Но тогда эта музеефикация: капчу фиксируют, и она все определяет; как ежемесячный репертуар Венской оперы: раз в месяц непременно «Любовный напиток», «Парсифаль» и «Богема» – несколько раз, а еще обязательно «Риголетто» и Рихард Штраус. Моцарт, преимущественно в виде «Die Zauberflöte». Что в таких обстоятельствах помешает жить вечно? Но всегда прёт что-то, что заставляет обстоятельства ветшать. Какая-то масса, возможно – возрастное выбывание людей, которые в силу схожего образования и просто возраста были подвержены именно этой капче, как стилю, наконец, и они поддерживали ее собой. И вот они выбывают, она начинает трескаться так, что и починить ее в точности нельзя, никто не помнит исходной схемы. Ее возможно лишь включить в новый контекст, и это целая работа по устройству преемственности, что ли. Здесь могут быть употреблены даже обломки, что уж говорить о вполне целых газометрах. Новый вариант зацепится за старую схему, но ее уже переиначит. Зато будет вроде как даже не музейным.

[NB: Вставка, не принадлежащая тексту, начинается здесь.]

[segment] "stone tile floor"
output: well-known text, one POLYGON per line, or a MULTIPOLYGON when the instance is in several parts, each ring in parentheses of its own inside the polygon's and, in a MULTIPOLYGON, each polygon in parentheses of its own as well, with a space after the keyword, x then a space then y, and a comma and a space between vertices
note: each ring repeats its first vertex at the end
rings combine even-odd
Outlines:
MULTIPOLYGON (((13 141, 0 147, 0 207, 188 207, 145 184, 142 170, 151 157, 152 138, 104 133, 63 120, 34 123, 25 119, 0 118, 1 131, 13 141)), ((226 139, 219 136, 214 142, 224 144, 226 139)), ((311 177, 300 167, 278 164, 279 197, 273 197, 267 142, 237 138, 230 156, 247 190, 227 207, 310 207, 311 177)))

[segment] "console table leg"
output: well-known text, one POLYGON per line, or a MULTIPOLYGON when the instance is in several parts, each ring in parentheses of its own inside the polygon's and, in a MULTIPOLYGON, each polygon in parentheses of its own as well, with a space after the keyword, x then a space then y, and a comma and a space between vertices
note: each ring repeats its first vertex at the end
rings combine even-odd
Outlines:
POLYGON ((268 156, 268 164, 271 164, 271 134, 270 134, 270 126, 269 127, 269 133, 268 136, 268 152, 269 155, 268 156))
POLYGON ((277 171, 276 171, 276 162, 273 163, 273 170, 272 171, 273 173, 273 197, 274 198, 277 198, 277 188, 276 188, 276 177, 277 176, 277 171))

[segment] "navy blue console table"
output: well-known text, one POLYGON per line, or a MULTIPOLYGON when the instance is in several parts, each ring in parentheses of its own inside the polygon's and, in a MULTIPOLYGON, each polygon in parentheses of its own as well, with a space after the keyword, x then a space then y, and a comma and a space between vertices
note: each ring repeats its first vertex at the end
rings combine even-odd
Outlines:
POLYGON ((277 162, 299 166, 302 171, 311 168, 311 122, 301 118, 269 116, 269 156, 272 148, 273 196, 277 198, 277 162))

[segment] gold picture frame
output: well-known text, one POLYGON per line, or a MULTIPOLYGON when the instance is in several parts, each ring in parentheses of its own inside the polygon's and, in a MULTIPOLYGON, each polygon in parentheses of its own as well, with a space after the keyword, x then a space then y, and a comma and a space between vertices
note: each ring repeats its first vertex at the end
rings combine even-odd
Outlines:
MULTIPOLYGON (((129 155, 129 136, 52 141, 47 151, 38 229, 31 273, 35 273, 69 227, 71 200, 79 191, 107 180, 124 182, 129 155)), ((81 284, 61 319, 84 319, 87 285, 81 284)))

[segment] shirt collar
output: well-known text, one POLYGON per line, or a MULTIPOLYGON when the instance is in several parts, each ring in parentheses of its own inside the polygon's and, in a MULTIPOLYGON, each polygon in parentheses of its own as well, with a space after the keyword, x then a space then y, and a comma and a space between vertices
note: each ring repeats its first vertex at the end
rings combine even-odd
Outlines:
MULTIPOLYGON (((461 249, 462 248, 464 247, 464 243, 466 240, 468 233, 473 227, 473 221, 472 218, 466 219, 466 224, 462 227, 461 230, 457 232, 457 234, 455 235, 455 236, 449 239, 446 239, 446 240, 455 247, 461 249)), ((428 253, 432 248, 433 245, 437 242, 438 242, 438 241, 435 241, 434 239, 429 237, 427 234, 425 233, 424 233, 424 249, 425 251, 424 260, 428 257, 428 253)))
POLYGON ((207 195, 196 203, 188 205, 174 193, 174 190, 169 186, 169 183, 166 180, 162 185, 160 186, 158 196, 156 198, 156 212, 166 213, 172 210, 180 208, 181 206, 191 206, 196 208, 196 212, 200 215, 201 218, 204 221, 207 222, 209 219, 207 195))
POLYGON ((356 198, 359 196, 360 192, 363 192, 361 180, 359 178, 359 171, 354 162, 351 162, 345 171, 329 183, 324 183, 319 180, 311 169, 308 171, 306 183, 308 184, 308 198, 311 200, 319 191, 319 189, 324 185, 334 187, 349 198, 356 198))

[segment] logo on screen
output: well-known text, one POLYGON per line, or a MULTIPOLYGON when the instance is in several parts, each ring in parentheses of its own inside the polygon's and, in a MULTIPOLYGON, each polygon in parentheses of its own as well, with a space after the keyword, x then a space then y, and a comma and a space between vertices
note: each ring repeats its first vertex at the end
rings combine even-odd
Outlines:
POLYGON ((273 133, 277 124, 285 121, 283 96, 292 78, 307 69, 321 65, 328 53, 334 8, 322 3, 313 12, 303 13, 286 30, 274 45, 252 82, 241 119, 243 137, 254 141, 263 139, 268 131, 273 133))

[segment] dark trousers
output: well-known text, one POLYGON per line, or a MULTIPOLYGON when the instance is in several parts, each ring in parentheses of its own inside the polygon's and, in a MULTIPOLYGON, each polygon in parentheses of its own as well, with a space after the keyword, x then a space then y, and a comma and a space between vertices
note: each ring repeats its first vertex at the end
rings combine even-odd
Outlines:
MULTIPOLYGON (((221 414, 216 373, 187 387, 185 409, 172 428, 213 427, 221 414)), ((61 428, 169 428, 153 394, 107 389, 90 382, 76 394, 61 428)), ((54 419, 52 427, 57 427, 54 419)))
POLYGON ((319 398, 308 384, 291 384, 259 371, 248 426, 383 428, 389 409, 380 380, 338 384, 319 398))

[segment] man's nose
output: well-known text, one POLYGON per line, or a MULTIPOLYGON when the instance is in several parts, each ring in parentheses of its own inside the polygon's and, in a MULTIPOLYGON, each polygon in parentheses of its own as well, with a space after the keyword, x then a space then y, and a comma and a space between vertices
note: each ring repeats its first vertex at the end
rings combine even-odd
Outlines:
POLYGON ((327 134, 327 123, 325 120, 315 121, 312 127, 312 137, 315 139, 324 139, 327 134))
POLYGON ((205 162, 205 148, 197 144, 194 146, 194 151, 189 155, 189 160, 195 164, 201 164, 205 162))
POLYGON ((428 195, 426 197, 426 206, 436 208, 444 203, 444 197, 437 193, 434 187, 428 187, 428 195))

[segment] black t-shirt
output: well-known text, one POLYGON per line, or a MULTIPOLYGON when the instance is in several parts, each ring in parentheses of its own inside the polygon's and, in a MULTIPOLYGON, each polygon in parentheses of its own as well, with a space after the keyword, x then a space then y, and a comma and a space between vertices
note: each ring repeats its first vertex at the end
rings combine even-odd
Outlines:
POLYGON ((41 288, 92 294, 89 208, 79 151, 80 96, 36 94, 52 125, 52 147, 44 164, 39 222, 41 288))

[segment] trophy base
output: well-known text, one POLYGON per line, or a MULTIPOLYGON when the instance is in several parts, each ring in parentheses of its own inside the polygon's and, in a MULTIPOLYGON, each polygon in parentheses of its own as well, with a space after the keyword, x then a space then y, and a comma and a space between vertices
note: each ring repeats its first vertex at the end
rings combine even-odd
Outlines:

А я тут – в удачном положении: в Вене я социально чужой, даже деньги в форме евро не родные, в Риге на них пока не перешли, так что я не мог попасть тут ни в какие капчи и не имел шанса – даже при желании – повестись ни на что. Не на название же города, и даже не на Нойбау, как место временного жительства. Нельзя же прилипнуть к содержимому множества музеев и галерей и к тому же «Любовному напитку» в опере.
Одновременно здешняя жизнь не так уж отличалась от привычной, чтобы примерять на нее свои обстоятельства, прикидывая – как бы, кем бы я был тут? Меня, конечно, тут как раз фактически нет, а есть лишь три дня в пансионе: никаких многолетних затрат вроде медитаций и строгой дисциплины какой-то духовной жизни. Хороший вариант, экономный.
Притом что я, конечно, ощущаю свое влипание – уже и потому, что я здесь, и через свои чувства ко всему этому. По факту данного текста и рассуждений на эту тему, наконец. Но мне заметно то, что незаметно, например – как именно тебя захватывает этот город своими бытовыми и временными для тебя физиологическими отношениями, спасибо простуде. Да, все поверхностно, вскользь, не углубляясь, но мозг уже приводит какие-то свои параметры в соответствие с их значениями здесь – так в память вставляется, заменив/вытеснив предыдущий, новый код подъезда после смены жилья. На второй день я еще мог глядеть на это со стороны: на то, как именно меня захватывает и уточняет до своей версии город; тратя время именно на наблюдение за этим процессом. Когда и где это еще возможно?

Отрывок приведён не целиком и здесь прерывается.